スグルさんは私に抱き着いたまま、袋の口を器用な手つきで開けた。
「これが、魔造ウトサ……。本当にただのウトサにしか見えないな。感触はこっちの方がさらさらしてるのか。普通のウトサよりも格段に白い。危険物と言われなかったら全く分からないな」
「そうですよね。見た目は凄く美味しそうなんですけど、害しかない最悪な粉です」
「これを食べたらどうなるんだ?」
「人が狂ってしまいます。『幻覚魔法』と『精神魔法』が練り込まれているみたいで、甘さを感じるのはほんの一時で、あとからさらに甘さを求めるようになり、暴力行動、発作、精神崩壊などを引き起こしてします」
「なんでそんな危険物がこんなすぐ手に入るんだ? そもそも、ドリミア教会はなぜこんな粉を造ったんだ?」
「そこまでは分かりません。ですが、領主に直接聞けばその理由もはっきりするはずです。なので、とりあえず、スグルさんには魔造ウトサを食べてしまった人に効く薬を作ってほしいんです」
「簡単に言うが……、とんでもなく難しいぞ。原因が分かっているのはありがたいが、それでも、簡単じゃない。そもそも、人の体に入った魔力を抜き出すのは難しいんだ。自然に抜けるか、他の魔力で押し出すか、奇跡で消滅させるくらいしか、完治させる方法がない」
「それでもお願いします。そうしないと、この街だけの被害じゃ済まなくなる可能性があるんです」
「ん? どういう意味だ」
「魔造ウトサは最悪、王都でばら撒かれます……」
「な! まさか、そんな馬鹿な!」
「魔造ウトサは通常のウトサの10分の1以下の値段です。庶民にも手が届く範囲でお菓子が作れてしまうんですよ。そうなったら、貴族だけではなく庶民にもお菓子が広がって、この街みたいになってしまうかもしれません」
私は人の存在感が全くない、街の建物を横目に見る。
「だが、安全委員会が……って、まてよ。安全委員会も正教会の派閥に入っている。ドリミア教会が発端だとしても、自らの派閥の出来事だ。隠ぺいするのも容易……。王都でばら撒かれる可能性はゼロではないのか」
「そうです。何を企んでいるのか分かりませんが、魔造ウトサは人を狂わせてしまうほど危険な粉なんですよ。魔造ウトサの特効薬が作れれば、たとえばら撒かれても被害を最小限に抑えられるはずです」
「だが、薬はスキルや魔法の概念じゃない。それこそ、正教会が黙ってないぞ……」
「魔造ウトサだって魔法から生まれた粉ですよ。なら、それを消す特効薬の粉も魔法で作ればいいじゃないですか」
「それはそうだが……。これほど精密に魔力を扱える奴は教会の優秀な魔法使いくらいだぞ」
「なら、優秀な魔法使いがいれば、可能なんですか?」
「まぁ、理論上はな。魔力を分散させる『ディスペリジュン』と集める『クリッジ』と体から放出させる『ディミティス』の3種類の魔法を合わせれば、何とかなると思う」
「3種類ですか……。
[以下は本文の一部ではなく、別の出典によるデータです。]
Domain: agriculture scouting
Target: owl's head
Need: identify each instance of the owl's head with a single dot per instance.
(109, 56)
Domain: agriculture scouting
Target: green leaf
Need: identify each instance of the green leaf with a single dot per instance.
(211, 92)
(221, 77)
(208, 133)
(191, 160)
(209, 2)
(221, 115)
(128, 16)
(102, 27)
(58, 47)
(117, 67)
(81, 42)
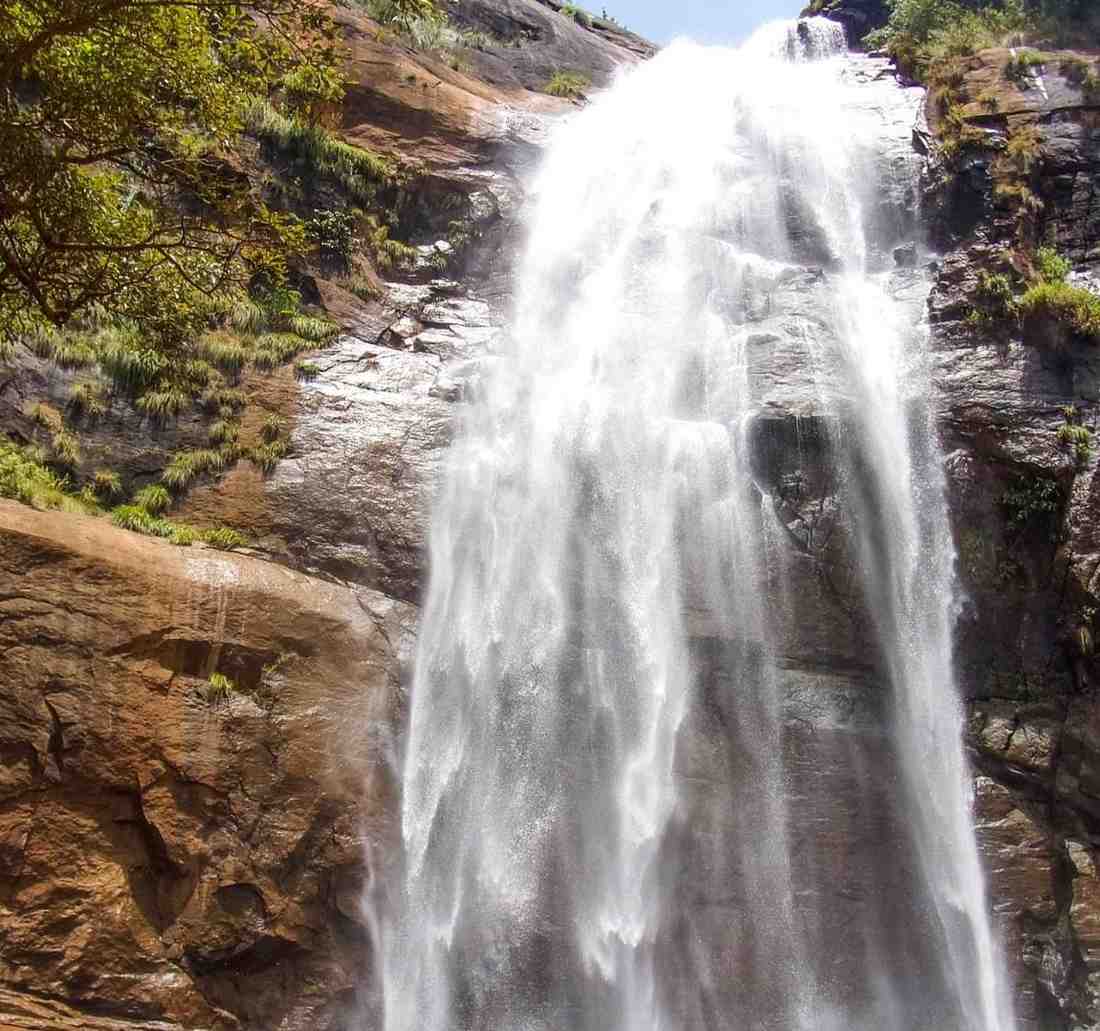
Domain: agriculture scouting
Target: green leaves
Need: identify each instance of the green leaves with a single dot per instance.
(114, 120)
魔造ウトサでも2種類なのに。どれだけ難しいか分かりませんけど、出来る人はいるんですかね」
「さぁな。そもそも、魔力を別の物質に変換するのはとんでもなく難しい。魔力を水や炎、風、氷などに変えることはできても、鉄や金、宝石、食べ物に変えることはできない。魔力を物質に変換できるのは神から与えられた『スキル』を持つ者だけだ。実際そのスキルを使って金貨を儲けている者も大勢いる。ただ、魔力の質が良くないと粗悪品になるから、良品は殆ど生産されないがな」
「粉も物質の一種何ですかね?」
「粉と言っても、砂のように水に溶けない粉もあれば、ウトサやソウルのように水に溶ける粉もある。土も一種の粉だ。今、作ろうとしている特効薬は水に溶ける粉にしなければならない。魔力自体を粉にするのだから、それなりの技術と集中力、何をとっても才能がいる。魔力を粉状に噴霧して、固めればそれっぽくはなると思うが、どう考えても1人でやる工程じゃない。まぁ、神に選ばれし天賦の才能を持った奴がいれば、1人で出来るかもしれないがな」
「それじゃあ、普通の人だったら最低何人いるんですか?」
「各魔法を放つやつ3人。3種類の魔法を集めて噴霧するやつが2人。それを粉に固めるやつが2人。最低でも7人は必要だな」
「7人も……」
「そもそも、今の話はすべて仮定だ。魔造ウトサを食べた時の症状に本当に効くかもわからないし、使ってみないと分からないこともある」
「そうですよね……」
「だが、まぁ……。今の俺は異様に頭が冴えてるんでな。やれるところまでやってやるよ」
「ほ、本当ですか。ありがとうございます!」
「あんまり期待するな。俺はどっちかと言うと凡人寄りだ」
「凡人とか、天才とかどうでもいいんです。大切なのは結果ですから」
「そうだな。天才がいない以上、凡人が頭を悩ませなきゃならないんだ。はぁ、面倒な仕事だな」
「研究者の仕事を選んだのはスグルさんですよ」
「ほんとだよ、全く……。大学からずるずるとこの職になったがまさかこんな大仕事をやるはめになるとは、思ってなかったぞ。はは……面白いじゃないか、魔造ウトサの秘密、1つ残らず丸裸にしてやるよ」
スグルさんは前髪を掻き上げながら、笑みをこぼす。